Sri Lanka is endowed with over 116 lagoons and estuaries along its coastline. These brackish water bodies serve to protect the island’s coastal regions and communities from extreme natural phenomena, while contributing to the country’s food security as well as providing means of livelihood to hundreds of lagoon-dependent coastal communities.
The Brackish Water Fisheries Management Unit of the Department of Fisheries and Aquatic Resources (DFAR) was established in December 2015 with the aim of governing Sri Lanka’s lagoons and estuaries to ensure sustainability of their natural resources as well as the livelihoods of families that subsist on such resources.
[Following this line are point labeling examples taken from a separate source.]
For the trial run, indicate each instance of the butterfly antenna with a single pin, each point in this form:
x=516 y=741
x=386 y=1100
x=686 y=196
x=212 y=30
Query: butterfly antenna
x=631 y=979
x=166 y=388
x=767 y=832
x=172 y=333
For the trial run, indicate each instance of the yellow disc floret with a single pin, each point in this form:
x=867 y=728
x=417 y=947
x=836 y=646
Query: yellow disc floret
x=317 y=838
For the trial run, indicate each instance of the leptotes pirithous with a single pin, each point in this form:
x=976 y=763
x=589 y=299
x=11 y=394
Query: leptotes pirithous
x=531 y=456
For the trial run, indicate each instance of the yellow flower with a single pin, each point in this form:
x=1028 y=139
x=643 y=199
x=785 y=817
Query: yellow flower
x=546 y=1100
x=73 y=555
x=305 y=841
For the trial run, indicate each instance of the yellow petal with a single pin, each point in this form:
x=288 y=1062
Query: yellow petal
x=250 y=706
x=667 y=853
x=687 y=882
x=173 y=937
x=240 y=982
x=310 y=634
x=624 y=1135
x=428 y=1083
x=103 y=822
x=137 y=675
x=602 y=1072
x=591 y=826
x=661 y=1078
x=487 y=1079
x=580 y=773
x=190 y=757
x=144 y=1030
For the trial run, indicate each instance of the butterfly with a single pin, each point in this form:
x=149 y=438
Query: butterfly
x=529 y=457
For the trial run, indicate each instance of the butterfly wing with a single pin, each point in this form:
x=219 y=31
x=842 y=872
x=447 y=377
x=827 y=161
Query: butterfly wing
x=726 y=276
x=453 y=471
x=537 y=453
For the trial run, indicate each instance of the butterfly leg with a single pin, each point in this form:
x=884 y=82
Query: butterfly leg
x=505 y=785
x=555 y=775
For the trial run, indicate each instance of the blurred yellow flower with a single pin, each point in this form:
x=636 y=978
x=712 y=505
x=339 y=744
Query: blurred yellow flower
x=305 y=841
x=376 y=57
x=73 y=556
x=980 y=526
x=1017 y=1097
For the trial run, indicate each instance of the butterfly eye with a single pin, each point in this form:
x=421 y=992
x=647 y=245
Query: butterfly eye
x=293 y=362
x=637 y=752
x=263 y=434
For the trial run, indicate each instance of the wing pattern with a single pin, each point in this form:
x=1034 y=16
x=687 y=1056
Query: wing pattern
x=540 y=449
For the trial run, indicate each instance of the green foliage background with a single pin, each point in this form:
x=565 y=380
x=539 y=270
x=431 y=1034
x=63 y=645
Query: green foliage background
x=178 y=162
Following a successful pilot project; Sustainable Lagoons and Livelihoods to establish site-specific collaborative governance systems in 18 selected lagoons in Sri Lanka, the BMU intends to replicate this system of co-governance in all brackish water bodies in the island. Collaborative governance entails facilitating collaboration between hierarchical and self-governance systems to ensure joint exercise of economic, political and administrative authority to responsibly utilize Sri Lanka’s lagoon and estuary ecosystems and resources. Collaborative governance of brackish water bodies, local people along with all other stakeholders take up the process of self-organizing that takes into consideration of “users and rulers together” in order for the preservation, protection, management and utilization of the unique ecology of each of these water bodies.